The Tide averages 9.4 steals and 5.3 blocks per game. The Tide had 13 steals vs. Coastal. They are paced inside by JaMychal Green with a 15.8 average and Tony Mitchell at 15.3. These are the Tide guys you have to keep off the glass. They average 7.8 boards and 6.9, respectively.
The Tide went 5-6 early but finished winning 17 of 22. They had a 14-2 run earlier. It's difficult to figure out why these guys aren't playing in the NCAA. "They had a great year and are the No. 1 seed in the NIT, so they just missed the NCAA," said UNM's McDonald.
Some team fall into the NIT field and just go through the motions, playing with no passion or purpose. If Alabama feels that way, it didn't show up in the Crimson Tide's romp of Coastal Carolina. Ditto for UNM vs. UTEP.
Of course, it helps to play at home. The Tide has that advantage Monday over the Lobos, who take to the road without their senior leader, Dairese Gary. The Lobos` point guard saw his career at UNM end with a knee injury in the Mountain West Tournament.

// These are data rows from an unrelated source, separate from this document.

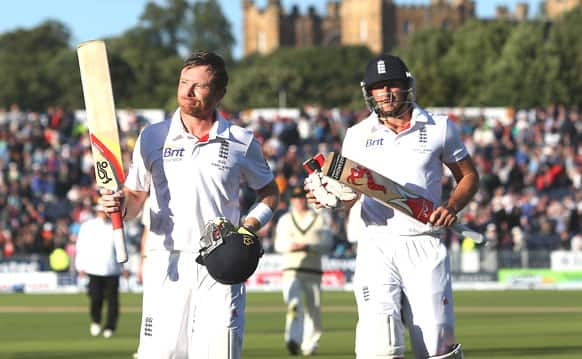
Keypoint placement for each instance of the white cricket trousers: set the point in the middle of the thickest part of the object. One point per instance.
(400, 276)
(302, 294)
(186, 313)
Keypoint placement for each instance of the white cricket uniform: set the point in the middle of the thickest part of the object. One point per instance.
(396, 254)
(186, 313)
(302, 272)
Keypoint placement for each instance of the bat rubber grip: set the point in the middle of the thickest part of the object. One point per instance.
(469, 233)
(118, 237)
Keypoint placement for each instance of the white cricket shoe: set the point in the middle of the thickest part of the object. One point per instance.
(95, 329)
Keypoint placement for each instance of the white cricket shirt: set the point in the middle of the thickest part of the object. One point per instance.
(95, 249)
(192, 181)
(412, 158)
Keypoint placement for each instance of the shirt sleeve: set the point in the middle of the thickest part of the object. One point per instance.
(138, 177)
(282, 242)
(255, 169)
(454, 149)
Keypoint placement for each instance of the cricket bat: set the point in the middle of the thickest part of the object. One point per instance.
(102, 123)
(380, 188)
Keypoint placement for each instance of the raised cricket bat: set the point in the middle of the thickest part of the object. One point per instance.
(102, 124)
(380, 188)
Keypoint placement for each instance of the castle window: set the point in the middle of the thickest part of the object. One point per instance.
(363, 30)
(407, 27)
(262, 41)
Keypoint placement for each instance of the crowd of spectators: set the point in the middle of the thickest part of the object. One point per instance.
(530, 167)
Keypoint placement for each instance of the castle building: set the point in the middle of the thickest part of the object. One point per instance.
(378, 24)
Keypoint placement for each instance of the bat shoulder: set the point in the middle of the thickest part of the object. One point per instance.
(241, 134)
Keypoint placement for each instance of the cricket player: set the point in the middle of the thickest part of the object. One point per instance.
(96, 260)
(192, 166)
(302, 236)
(402, 268)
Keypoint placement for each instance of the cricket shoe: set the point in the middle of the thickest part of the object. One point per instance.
(95, 329)
(293, 347)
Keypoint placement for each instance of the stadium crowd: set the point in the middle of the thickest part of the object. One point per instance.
(530, 167)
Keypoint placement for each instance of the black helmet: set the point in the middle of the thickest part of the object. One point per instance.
(230, 255)
(386, 68)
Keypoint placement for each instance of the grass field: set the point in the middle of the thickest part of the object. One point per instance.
(509, 324)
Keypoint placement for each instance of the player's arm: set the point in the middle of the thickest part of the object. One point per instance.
(262, 211)
(129, 202)
(467, 179)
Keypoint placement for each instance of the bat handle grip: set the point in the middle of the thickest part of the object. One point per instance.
(118, 237)
(469, 233)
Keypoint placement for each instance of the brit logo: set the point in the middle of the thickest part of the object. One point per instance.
(422, 137)
(381, 66)
(148, 326)
(223, 151)
(373, 142)
(170, 152)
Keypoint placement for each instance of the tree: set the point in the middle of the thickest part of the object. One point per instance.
(210, 29)
(518, 77)
(168, 23)
(424, 57)
(564, 56)
(476, 46)
(328, 77)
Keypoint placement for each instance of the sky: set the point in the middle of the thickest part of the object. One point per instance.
(96, 19)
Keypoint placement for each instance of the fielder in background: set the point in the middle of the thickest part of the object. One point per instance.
(302, 235)
(402, 268)
(96, 259)
(198, 257)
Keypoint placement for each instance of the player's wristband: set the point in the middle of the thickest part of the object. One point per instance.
(261, 212)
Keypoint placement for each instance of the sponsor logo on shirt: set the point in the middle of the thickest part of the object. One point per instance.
(222, 161)
(172, 153)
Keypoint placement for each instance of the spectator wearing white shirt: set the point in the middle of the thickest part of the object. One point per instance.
(96, 259)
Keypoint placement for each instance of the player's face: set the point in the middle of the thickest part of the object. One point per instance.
(197, 96)
(389, 95)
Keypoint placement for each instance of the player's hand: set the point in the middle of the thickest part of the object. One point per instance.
(443, 217)
(112, 201)
(299, 247)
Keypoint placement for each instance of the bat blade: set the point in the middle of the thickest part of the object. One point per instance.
(382, 189)
(102, 123)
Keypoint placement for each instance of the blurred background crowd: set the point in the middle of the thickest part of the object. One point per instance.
(530, 167)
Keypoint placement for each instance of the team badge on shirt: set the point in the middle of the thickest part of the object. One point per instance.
(223, 151)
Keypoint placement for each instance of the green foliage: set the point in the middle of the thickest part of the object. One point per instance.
(484, 63)
(326, 76)
(564, 57)
(424, 57)
(210, 30)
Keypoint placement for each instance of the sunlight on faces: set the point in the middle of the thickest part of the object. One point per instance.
(390, 96)
(196, 94)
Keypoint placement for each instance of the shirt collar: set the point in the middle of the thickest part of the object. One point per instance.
(220, 128)
(418, 116)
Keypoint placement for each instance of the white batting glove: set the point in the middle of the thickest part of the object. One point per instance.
(327, 191)
(341, 191)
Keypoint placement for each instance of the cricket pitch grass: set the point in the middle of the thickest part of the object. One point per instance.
(490, 324)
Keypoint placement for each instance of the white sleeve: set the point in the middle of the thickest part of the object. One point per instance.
(282, 242)
(80, 260)
(138, 178)
(254, 168)
(454, 149)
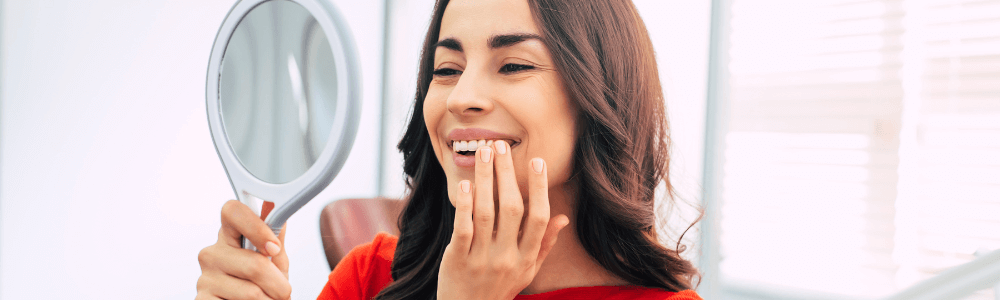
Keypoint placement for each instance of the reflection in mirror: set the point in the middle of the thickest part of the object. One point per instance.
(277, 87)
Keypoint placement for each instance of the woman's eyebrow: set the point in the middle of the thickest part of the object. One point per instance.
(495, 41)
(449, 43)
(507, 40)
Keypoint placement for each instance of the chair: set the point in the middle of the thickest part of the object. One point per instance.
(348, 223)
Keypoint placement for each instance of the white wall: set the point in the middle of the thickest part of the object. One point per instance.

Alford says you don't "make a lot of changes," at this point of the season, but he was forced to make a change at the point. Jamal Fenton got the start vs. UTEP and played a solid floor game, minus the power drives to the glass provided by Gary. "Jamal was terrific," said Alford.
The tempo of Monday's game will be interesting. The Lobos like to score out of transition, but sometimes a running game leads to turnovers. You don't want Alabama to feed off your errors. Alabama likes to score out of transition and is less effective in a half-court offense, but the Tide is not a pure running team.
They also have the athletic ability, like SDSU, to slow down a game with their defensive pressure. You usually have to work and show patience to get a good shot off the pressure of the Tide.
"They are not a team that is averaging in the 70s or 80s," said Alford of the Tide's 66.7 average on offense. "They have been a controlled team, but they are a team that can hurt you in transition because they run so hard off your misses and they run so hard off your mistakes.
"We have to limit their ability to score off our offense. If they are going to score, we have to make them use their offense."
Said Lobo freshman Kendall Williams: "We have to stay tough through thick and thin, like we have all season, and proving our toughness mentally and physically."